Sur le versant situé au nord du piton rocheux de la Miaz, l'entaille du ravin qui descend du Passage de la Grande Forclaz donne une coupe presque E-W qui montre bien la géométrie de cet accident tectonique. Elle montre qu'il ne s'engage pas le versant vers l'amont et le sectionne pour passer au dessus ; d'autre part elle met en évidence les crochons* de chevauchement qui affectent le Tithonique aussi bien dessus que dessous la surface du chevauchement. C'est d'ailleurs là une géométrie qui évoque la rupture d'un pli-faille*, c'est-à-dire une déformation intermédiaire entre tectonique souple et cassante. |
En ce qui concerne le niveau qu'il affecte et sa vergence cet accident de la Miaz présente des similitudes avec le chevauchement d'Areu qui détermine, plus au nord-est, le redoublement du Tithonique des Quatre
Têtes. Mais il n'en est pas le prolongement méridional, d'abord parce que la barre tithonique des Quatre Têtes se termine par effilement bien au nord du col de Niard et surtout à un niveau plus bas dans l'édifice rocheux (voir le cliché d'ensemble, plus haut dans la page).
D'autre part le chevauchement de la Miaz est doté d'un pendage plus fort, qui fait qu'il ne se poursuit pas vers l'ouest en s'engageant dans le versant de la montagne : le prolongement vers l'ouest de ce chevauchement se perd au contraire "dans le ciel" en s'élevant tangentiellement au versant (voir la coupe ci-après).

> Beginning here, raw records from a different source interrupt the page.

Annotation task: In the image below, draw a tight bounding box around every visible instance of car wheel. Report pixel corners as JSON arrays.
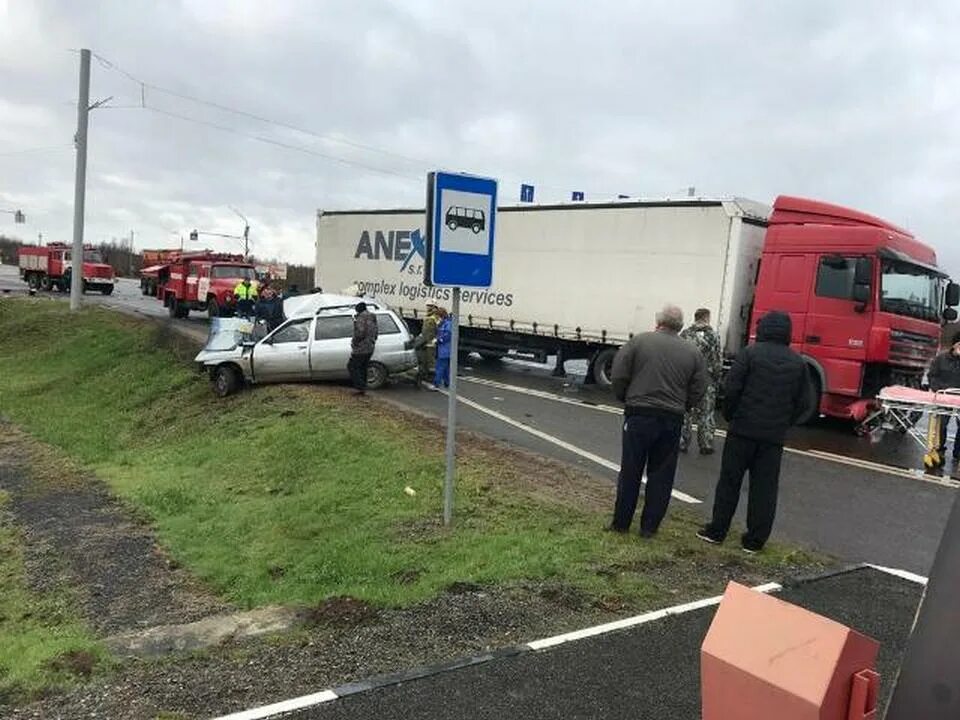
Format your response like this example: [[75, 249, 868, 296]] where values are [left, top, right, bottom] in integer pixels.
[[592, 348, 617, 387], [213, 365, 240, 397], [367, 363, 389, 390]]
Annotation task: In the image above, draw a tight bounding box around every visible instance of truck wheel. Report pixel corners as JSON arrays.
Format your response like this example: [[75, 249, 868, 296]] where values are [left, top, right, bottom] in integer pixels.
[[592, 348, 617, 388], [213, 365, 240, 397], [367, 363, 389, 390], [797, 370, 820, 425]]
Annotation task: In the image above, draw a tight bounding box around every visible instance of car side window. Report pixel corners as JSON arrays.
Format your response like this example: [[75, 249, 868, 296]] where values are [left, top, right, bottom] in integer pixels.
[[269, 318, 313, 345], [377, 313, 400, 335], [314, 315, 353, 340]]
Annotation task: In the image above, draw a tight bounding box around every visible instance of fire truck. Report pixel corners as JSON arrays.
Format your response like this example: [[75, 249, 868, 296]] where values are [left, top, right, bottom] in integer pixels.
[[140, 250, 257, 318], [19, 243, 115, 295]]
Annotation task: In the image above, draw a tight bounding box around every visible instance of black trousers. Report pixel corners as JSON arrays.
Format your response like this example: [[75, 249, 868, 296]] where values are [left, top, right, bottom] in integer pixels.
[[613, 415, 683, 533], [347, 353, 373, 392], [707, 435, 783, 550]]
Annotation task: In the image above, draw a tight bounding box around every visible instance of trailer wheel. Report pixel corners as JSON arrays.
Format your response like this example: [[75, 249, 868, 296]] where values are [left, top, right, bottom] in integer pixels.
[[213, 365, 240, 397], [592, 348, 617, 388]]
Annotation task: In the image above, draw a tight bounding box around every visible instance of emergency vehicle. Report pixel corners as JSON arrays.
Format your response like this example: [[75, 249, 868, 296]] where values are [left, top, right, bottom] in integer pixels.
[[140, 251, 257, 318], [19, 243, 115, 295]]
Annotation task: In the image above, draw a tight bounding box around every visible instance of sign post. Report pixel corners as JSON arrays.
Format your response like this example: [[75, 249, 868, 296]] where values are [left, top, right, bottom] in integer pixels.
[[423, 172, 497, 525]]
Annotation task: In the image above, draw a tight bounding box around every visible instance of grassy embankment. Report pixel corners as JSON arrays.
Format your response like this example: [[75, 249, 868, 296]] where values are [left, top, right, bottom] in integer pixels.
[[0, 299, 817, 692]]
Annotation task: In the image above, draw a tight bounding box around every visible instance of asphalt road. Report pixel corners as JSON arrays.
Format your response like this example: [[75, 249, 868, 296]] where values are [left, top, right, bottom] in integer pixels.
[[285, 570, 921, 720], [0, 266, 956, 574]]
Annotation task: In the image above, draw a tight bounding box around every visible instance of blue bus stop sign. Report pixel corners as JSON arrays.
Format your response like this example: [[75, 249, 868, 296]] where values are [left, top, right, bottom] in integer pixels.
[[423, 172, 497, 288]]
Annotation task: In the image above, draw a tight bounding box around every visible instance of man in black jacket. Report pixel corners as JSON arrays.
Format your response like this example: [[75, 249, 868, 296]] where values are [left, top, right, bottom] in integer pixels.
[[697, 311, 808, 553], [927, 333, 960, 461]]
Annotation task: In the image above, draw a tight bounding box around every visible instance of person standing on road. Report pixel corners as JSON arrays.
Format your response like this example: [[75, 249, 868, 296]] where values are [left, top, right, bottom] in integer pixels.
[[680, 308, 723, 455], [697, 310, 808, 553], [233, 278, 260, 318], [347, 302, 380, 395], [610, 305, 707, 537], [433, 308, 453, 388], [927, 332, 960, 462], [413, 302, 438, 383]]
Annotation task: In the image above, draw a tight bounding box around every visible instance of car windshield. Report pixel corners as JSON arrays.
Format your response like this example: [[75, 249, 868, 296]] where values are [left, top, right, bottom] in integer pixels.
[[203, 317, 254, 351], [880, 260, 943, 320], [210, 265, 257, 280]]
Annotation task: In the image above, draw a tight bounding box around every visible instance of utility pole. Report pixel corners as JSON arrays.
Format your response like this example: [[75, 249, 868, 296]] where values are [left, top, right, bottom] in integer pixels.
[[70, 48, 90, 311]]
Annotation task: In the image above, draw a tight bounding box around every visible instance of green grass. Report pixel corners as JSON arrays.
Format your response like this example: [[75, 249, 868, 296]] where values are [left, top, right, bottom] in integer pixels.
[[0, 490, 103, 706], [0, 300, 818, 607]]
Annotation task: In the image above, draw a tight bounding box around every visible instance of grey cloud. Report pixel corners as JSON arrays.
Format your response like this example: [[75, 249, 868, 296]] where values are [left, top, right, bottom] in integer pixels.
[[0, 0, 960, 274]]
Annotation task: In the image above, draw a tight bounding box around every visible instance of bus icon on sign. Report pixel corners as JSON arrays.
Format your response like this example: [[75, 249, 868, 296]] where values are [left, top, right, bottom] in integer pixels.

Au NE de La Miaz (voir le cliché d'ensemble, plus haut dans la page) les arrachements qui mettent à nu les couches du Berriasien et du Valanginien sur le revers oriental de l'Arête de la Besse sont d'autre part un résultat de cette structure. En effet ils résultent de leur pendage vers l'est, c'est-à-dire vers l'aval du versant, qui a causé leur dénudation par des glissements de terrain. Or il s'avère que cette disposition est due au basculement de ces couches par la torsion en crochon de la lèvre inférieure du chevauchement.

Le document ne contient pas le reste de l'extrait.